NXP Forecasts Sales Climbing on Higher Car-Chip Demand

  • Expanding product portfolio helping to drive revenue
  • Net loss expands on charges related to merger with Freescale

NXP Semiconductors NV forecast second-quarter sales that may top analysts’ estimates as the company expects to sell more chips used in cars after buying Freescale Semiconductor Ltd. last year.

The Dutch company, which paid $11.8 billion for Freescale, forecast revenue of $2.3 billion to $2.4 billion in the three months ending June, according to a statement. That compares with the average estimate for $2.34 billion in sales, according to data compiled by Bloomberg.

NXP rose as much as 7.7 percent in New York on Tuesday and was trading 5.9 percent higher at $88.26 at 10:07 a.m., valuing the company at about $30.5 billion.

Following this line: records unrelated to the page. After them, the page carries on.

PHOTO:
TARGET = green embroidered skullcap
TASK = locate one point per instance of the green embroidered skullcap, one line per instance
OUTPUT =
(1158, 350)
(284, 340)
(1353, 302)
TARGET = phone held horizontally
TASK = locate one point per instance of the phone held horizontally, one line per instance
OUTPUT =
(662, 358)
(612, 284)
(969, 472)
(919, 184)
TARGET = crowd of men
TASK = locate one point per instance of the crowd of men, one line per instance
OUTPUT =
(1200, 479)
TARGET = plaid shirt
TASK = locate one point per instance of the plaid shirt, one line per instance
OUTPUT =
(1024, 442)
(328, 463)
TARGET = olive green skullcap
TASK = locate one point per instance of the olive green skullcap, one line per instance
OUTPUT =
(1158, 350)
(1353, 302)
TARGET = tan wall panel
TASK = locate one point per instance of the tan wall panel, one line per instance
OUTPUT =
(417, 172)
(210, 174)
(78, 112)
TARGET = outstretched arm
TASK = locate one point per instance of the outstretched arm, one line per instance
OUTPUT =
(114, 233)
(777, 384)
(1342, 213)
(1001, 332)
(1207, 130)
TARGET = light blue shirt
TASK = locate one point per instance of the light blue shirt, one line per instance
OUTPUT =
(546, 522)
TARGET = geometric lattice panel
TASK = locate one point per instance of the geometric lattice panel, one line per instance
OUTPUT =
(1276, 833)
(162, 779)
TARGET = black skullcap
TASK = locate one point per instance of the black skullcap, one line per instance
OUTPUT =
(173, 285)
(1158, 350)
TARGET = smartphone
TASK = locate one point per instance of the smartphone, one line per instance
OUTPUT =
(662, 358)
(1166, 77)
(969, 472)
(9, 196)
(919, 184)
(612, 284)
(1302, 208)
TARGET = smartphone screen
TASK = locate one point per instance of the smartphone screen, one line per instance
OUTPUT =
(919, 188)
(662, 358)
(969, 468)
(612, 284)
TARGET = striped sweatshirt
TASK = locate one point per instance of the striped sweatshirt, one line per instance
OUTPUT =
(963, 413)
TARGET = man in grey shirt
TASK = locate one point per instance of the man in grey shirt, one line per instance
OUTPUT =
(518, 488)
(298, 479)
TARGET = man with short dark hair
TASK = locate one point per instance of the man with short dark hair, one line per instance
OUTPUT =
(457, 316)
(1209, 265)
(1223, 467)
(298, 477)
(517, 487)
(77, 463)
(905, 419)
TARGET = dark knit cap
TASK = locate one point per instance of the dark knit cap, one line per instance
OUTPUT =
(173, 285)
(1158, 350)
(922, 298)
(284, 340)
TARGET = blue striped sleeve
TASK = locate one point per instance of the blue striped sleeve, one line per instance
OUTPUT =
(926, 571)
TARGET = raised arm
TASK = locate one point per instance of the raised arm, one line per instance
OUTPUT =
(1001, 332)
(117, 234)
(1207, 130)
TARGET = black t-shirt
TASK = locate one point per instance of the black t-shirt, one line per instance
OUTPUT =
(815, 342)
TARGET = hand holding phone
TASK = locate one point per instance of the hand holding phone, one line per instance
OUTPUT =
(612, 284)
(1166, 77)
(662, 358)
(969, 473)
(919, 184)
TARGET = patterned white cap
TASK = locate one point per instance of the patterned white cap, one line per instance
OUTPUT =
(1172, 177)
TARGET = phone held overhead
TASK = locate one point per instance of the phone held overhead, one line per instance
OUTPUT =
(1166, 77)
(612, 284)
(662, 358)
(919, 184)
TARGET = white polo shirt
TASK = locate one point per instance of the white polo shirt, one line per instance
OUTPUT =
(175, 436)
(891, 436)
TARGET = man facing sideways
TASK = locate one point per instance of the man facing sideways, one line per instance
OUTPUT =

Sales for chips in the automotive segment are expected to rise by a “mid- to high single digit” percentage in the second quarter, Dan Durn, NXP’s chief financial officer, said in a conference call with reporters.

NXP, which competes against Texas Instruments Inc. in making semiconductors that turn everyday items into connected devices, is the biggest chip supplier to the automotive industry. That has made it less vulnerable to the slowing demand for products used in smartphones and tablets. NXP supplies chips for a range of applications, including advanced driver assistance systems, infotainment and in-vehicle networking between different car systems.

“Auto continues to be a strong story for them,” Anand Srinivasan, an analyst for Bloomberg Intelligence, said by phone, adding that NXP is mostly benefiting from the growing number of chips per car rather than more cars being manufactured.

Eindhoven, Netherlands-based NXP said first-quarter sales rose 52 percent to $2.22 billion, compared with the average estimate of $2.21 billion. The company reported a net loss of $398 million, or $1.16 a share, which it said was driven by merger-related accounting. A year earlier, NXP had a loss of $107 million, or 46 cents.

The company is on track to realize cost synergies from the merger with Freescale, Chief Executive Officer Richard Clemmer, said during the call. Over time, the company is aiming for a gross margin of 51 percent to 55 percent and an operating margin of above 30 percent, Durn said. NXP will provide more details during an investor day in New York on Thursday, he said.